Third, multiclass disease classification has been explored: ref. [
25] trained a CNN, a multiclass SVM, and a pre-trained ResNet50 using spectrograms from their training dataset, which included deaf, asphyxia, normal, hunger, and pain cries. SVM and ResNet50 demonstrated better accuracy. To improve accuracy, an ensemble learning method was devised, integrating the predictions of both models. In [
26], 16 MFCC coefficients were extracted from each 50-millisecond frame in a self-recorded infant cry database. Principal Component Analysis (PCA) was applied to reduce dimensionality, and the processed vectors were used in a neuro-fuzzy system to classify deafness, asphyxia, and normal cries. In [
27], cry samples from the Baby Chillanto and Malaysian infant cry datasets were combined to extract a feature set of 568 attributes, including wavelet packet transform energies, non-linear entropies, LPCC-based cepstral features, and MFCCs. The Improved Binary Dragonfly Optimization algorithm was used to reduce the feature set to 204 attributes, which were then used to train an Extreme Learning Machine (ELM) kernel classifier to classify cries as deafness, asphyxia, or normal. In [
28], a multi-stage CNN was used with a combined feature set and prior knowledge to classify infant sounds. “Oah: sleepy” and “Neh: hungry” were distinguished in the first step and excluded from the waveform CNN. Next, the waveform CNN classified “Heh: discomfort”, “Eh: burping”, and “Eairh: belly pain” using waveform images. In the final step, only “Eh” and “Eairh” were classified using prosodic features, as “Heh” had already been accurately classified. In [
29], spectrogram features were extracted using a pre-trained CNN on ImageNet and combined with prosodic features such as HR and GFCCs to classify RDS, Sepsis, and Healthy cries. These fused features were then input into RF, SVM, and DNN models, with the deep learning model achieving the highest accuracy using the combination of spectrogram, HR, and GFCC features. In [
29], spectrogram features were extracted using a pre-trained CNN on the ImageNet and combined with prosodic features such as HR and GFCCs to classify RDS, Sepsis, and Healthy. These fused features were then input into RF, SVM, and DNN, with the deep learning model achieving the highest accuracy using the combination of spectrogram, HR, and GFCC features. Similarly, ref. [
30] used the dataset from [
29] to classify RDS, Sepsis, and Healthy cries by converting EXP samples into spectrograms. Transformer models were then used to process these visual representations, leveraging the attention mechanism to focus on key features in the spectrograms.

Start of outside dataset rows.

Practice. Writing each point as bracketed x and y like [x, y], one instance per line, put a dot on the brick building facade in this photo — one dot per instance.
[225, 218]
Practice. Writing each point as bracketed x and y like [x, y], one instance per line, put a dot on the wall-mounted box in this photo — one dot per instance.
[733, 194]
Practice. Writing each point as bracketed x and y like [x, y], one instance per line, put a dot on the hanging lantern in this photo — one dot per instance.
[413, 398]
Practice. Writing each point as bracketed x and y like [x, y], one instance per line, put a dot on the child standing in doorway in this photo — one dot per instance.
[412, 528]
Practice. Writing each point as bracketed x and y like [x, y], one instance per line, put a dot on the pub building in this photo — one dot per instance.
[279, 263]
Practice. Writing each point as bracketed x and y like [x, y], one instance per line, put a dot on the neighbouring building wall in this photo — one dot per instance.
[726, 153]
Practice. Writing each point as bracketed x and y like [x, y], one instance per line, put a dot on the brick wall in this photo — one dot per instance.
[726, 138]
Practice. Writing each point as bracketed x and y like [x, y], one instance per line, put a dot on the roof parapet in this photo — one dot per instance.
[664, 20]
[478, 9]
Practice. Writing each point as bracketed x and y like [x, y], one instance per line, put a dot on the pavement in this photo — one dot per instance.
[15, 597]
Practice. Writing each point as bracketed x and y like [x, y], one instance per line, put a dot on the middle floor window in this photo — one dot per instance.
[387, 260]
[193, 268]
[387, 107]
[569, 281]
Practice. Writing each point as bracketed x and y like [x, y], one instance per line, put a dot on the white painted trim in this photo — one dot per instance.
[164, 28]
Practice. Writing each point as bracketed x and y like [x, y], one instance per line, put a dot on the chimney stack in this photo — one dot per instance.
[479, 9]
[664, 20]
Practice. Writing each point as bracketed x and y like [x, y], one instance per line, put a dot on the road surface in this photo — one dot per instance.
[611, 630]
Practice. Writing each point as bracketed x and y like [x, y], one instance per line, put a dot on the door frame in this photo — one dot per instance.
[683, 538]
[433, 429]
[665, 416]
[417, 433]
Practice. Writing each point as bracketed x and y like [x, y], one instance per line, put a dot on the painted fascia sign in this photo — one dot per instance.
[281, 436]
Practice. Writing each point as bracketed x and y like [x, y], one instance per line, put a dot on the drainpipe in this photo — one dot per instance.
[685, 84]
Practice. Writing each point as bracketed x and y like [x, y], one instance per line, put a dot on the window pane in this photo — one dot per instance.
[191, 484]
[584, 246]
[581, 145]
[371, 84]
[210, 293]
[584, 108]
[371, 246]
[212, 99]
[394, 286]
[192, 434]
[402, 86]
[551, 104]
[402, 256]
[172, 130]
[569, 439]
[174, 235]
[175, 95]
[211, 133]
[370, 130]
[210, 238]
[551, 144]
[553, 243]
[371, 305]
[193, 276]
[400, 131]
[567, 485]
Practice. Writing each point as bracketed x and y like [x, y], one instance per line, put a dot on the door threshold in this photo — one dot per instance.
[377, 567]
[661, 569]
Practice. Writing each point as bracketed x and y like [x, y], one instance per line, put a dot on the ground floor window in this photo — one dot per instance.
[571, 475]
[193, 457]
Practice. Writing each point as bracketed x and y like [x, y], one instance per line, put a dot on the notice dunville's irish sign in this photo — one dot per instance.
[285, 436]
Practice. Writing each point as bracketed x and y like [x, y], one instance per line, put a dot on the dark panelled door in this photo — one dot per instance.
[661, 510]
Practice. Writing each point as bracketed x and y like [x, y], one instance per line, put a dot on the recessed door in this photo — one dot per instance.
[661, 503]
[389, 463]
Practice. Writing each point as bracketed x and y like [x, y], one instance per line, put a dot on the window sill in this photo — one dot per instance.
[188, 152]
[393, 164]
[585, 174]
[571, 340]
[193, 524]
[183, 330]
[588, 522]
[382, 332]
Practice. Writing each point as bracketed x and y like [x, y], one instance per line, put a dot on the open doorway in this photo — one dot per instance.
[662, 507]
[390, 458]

The literature reveals three significant gaps: a notable lack of studies exploring multiclass classification for pathological cry signals, particularly for diseases with high mortality rates. While some multiclass classification studies do exist [
29,
30], they often rely on small subsets of data, which provide promising insights but still require larger, more comprehensive datasets to improve generalization and effectiveness. Additionally, the absence of audio feature sets capable of capturing the intricate patterns and properties of various diseases further limits multiclass classification. This limitation leads many methods to rely on manually engineered features, focusing on binary scenarios or applying feature fusion techniques in multiclass tasks. Lastly, research tends to focus on a narrow range of pathological conditions, overlooking the broader diversity of diseases that could be detected through infant cries in both full-term and pre-term infants, thereby limiting the diagnostic potential.
This paper presents one development and one key contribution. The development is twofold: (1) we have expanded the cry audio samples by approximately 2.5 times, representing a significant increase compared to earlier works in our lab [
8,
9,
13,
14,
15,
29,
30], thereby strengthening the robustness of our findings, and (2) we have addressed the issue of biased data in prior studies. Although previous research in our lab used equal samples for each class, the distribution of newborns across classes was uneven. For the first time, we have included cry signals from 17 newborns in each class—RDS, Healthy, and Sepsis—ensuring a more balanced and unbiased dataset.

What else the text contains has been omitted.